Удивительная штука – жизнь! Непостижимая, необъяснимая, несуразная, порою и вовсе нелепая и нелогичная, которую с какой стороны ни рассматривай и ни определяй – всё выходят одни парадоксы! Даже и на вроде бы примитивный и детский с виду вопрос однозначно ответить нельзя, а именно: жизнь – это отчаянная и целенаправленная битва за Небо, за Царство Божие, за Безсмертие? битва, безусловно, праведная и всеблагая, по единодушному мнению священников-богословов, от которой, может, и будет какой-то и когда-нибудь прок каждому в это верующему? Или же это лихая и утомительная, безсмысленная в целом гонка на выживание, в которой нет, и не было никогда победителей, в которой все – проигравшие, все – обманутые чудаки?
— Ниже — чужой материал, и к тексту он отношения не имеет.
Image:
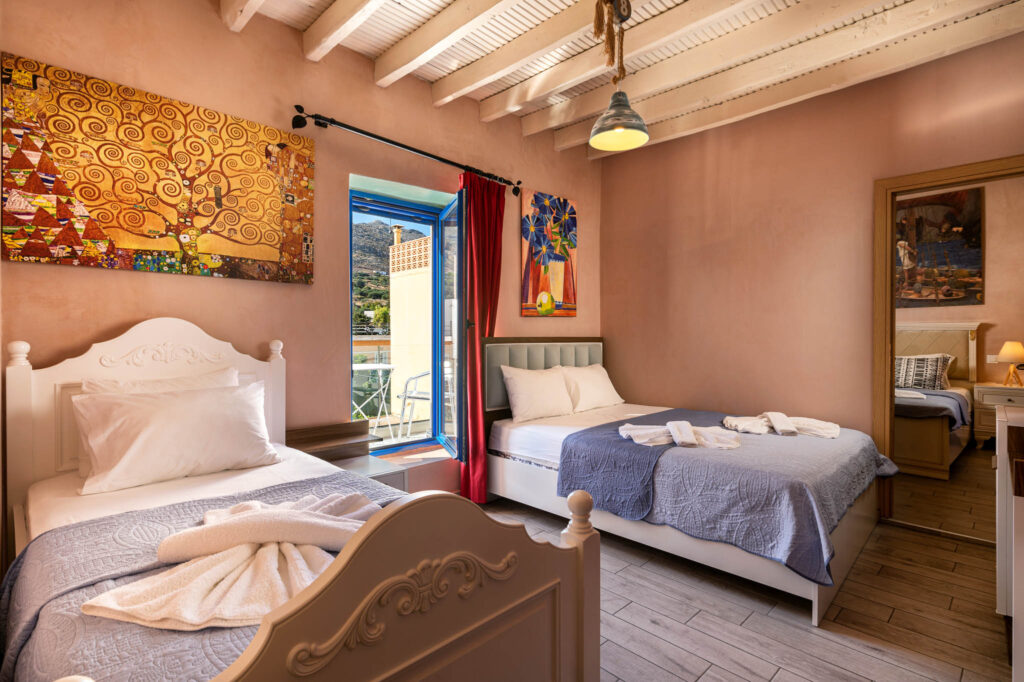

К тому же, гонка эта очень опасная, нервная и достаточно трудоёмкая, скоротечно-стихийная и абсолютно непредсказуемая; пускай и с крохотными “радостями” по временам, “призами” чувственными и “удовольствиями”. Итогом которой, как ни крути, а всё равно является Смерть? За которой стоит Пустота, чёрная и абсолютно пустая Бездна?

А коли так, коли верно второе предположение по поводу итоговой чёрной бездны и пустоты, и суеты людской, абсолютно пустопорожней, о чём, между прочим, пророчили и пророчат многие великие деятели и мыслители – писатели, философы и поэты, – то стоит ли поэтому так уж упорно цепляться и бороться за жизнь, беззаветно кого-то или что-то любить и ценить, к чему-то особенному стремиться наперекор инстинктам? Да ещё и мудрствовать и упираться при этом, храбрым воином или же всесильным героем-рыцарем себя почитать, вершителем и хозяином жизни! Жилы рвать до потери пульса, истерить, егозить и канючить при сборе призов и наград, подличать, ловчить, унижаться, интриговать, до стариковской немощи доживать, до ужасных смрадных болезней!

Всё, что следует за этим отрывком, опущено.